# To Pock or not to Pock, that is the question



## Fergafinish (Apr 14, 2008)

So I use usg topping, and Im happy w/ it except i seem to get alot of air bubbles. I try not to over mix, im not sure if maybe it just has something to do with my box settings being set to heavy... What is your opinion on soap, how much per 5 gal do you use, and what are the possible downsides to using it or No-Pock.

Thanx Fellas :icon_confused:


----------



## cooper (Apr 6, 2008)

I would thin your mud down a little more and maybe mix a little longer depending on how long you are mixing already...


----------



## butcherman (Jan 26, 2008)

Downside on using soap is it pisses off painters. Some paints don't stick to it. It tends to peel the paint.


----------



## brdn_drywall (Apr 25, 2008)

agree with cooper a little thinner,mix a little longer....i've also noticed fresher mud pocks less (less than a couple of months from manufacturing plant)


----------



## NH Drywall (May 27, 2008)

I like to use a little bit of soap- just a quick squirt or 2 (especially with all purpose muds) If it seems thick before you mix maybe a 3rd squirt. I also add the soap after mixing the water in. I find if you're using mid-weight 1 squirt and light-weight doesn't need any at all. (Due to the fact that mid and light weights replace water with an elastic agent)-- 
If you're going to use soap, use NON-ULTRA. The "ultra" agent which is typically used for breaking up and spreading grease from your dishes have a tendency to spread the mud rather than join it together and (why painters don't like it sometimes) the ULTRA- soaps will spread the paint on the joints causing an un-even finish! :whistling2:


----------



## Mudstar (Feb 15, 2008)

NH Drywall said:


> I like to use a little bit of soap- just a quick squirt or 2 (especially with all purpose muds) If it seems thick before you mix maybe a 3rd squirt. I also add the soap after mixing the water in.

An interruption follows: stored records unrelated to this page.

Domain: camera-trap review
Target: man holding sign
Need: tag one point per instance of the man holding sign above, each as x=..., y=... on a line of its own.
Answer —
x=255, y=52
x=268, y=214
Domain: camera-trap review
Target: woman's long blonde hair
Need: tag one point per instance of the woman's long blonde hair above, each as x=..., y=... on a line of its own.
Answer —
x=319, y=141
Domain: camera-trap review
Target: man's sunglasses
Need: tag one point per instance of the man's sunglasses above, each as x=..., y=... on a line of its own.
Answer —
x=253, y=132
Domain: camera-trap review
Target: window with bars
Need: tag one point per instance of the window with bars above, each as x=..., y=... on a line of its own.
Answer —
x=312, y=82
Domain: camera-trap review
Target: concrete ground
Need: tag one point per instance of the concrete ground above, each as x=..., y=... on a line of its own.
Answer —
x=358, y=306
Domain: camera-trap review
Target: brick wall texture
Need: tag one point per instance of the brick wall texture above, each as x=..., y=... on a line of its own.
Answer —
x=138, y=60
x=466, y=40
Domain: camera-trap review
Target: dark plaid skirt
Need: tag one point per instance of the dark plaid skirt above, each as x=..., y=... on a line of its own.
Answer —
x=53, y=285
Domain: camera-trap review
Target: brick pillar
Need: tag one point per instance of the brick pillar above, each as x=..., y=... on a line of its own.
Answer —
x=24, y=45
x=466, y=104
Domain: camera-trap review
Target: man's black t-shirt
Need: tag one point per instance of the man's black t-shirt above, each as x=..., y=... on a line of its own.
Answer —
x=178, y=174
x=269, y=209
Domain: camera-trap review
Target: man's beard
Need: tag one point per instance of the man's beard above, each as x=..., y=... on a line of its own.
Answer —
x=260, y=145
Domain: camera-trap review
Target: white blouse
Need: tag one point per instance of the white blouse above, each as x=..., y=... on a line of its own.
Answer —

I find if you're using mid-weight 1 squirt and light-weight doesn't need any at all. (Due to the fact that mid and light weights replace water with an elastic agent)--
> If you're going to use soap, use NON-ULTRA. The "ultra" agent which is typically used for breaking up and spreading grease from your dishes have a tendency to spread the mud rather than join it together and (why painters don't like it sometimes) the ULTRA- soaps will spread the paint on the joints causing an un-even finish! :whistling2:



I wonder if this Ultra stuff will work on Mary Jane


----------



## bjbatlanta (Jul 16, 2008)

I always use a little lemon Joy. Haven't had any complaints.


----------



## 1wallboardsman (Feb 20, 2008)

Fergafinish said:


> So I use usg topping, and Im happy w/ it except i seem to get alot of air bubbles. I try not to over mix, im not sure if maybe it just has something to do with my box settings being set to heavy... What is your opinion on soap, how much per 5 gal do you use, and what are the possible downsides to using it or No-Pock.
> 
> Thanx Fellas :icon_confused:


It is drywall, not plaster. The answer is always less mud tighter. Put your skim coat into the previous coat.

jdl


----------



## S&SDRYWALL (Oct 21, 2008)

I had a few guys on the crew try and use soap on a house they were doing, I didnt tell them not to. I knew once they did it one time, they wouldnt do it again, they had soar eyes after sanding b/c of the soap. I would say thin your mud down, what settings are you running on flats/butts?


----------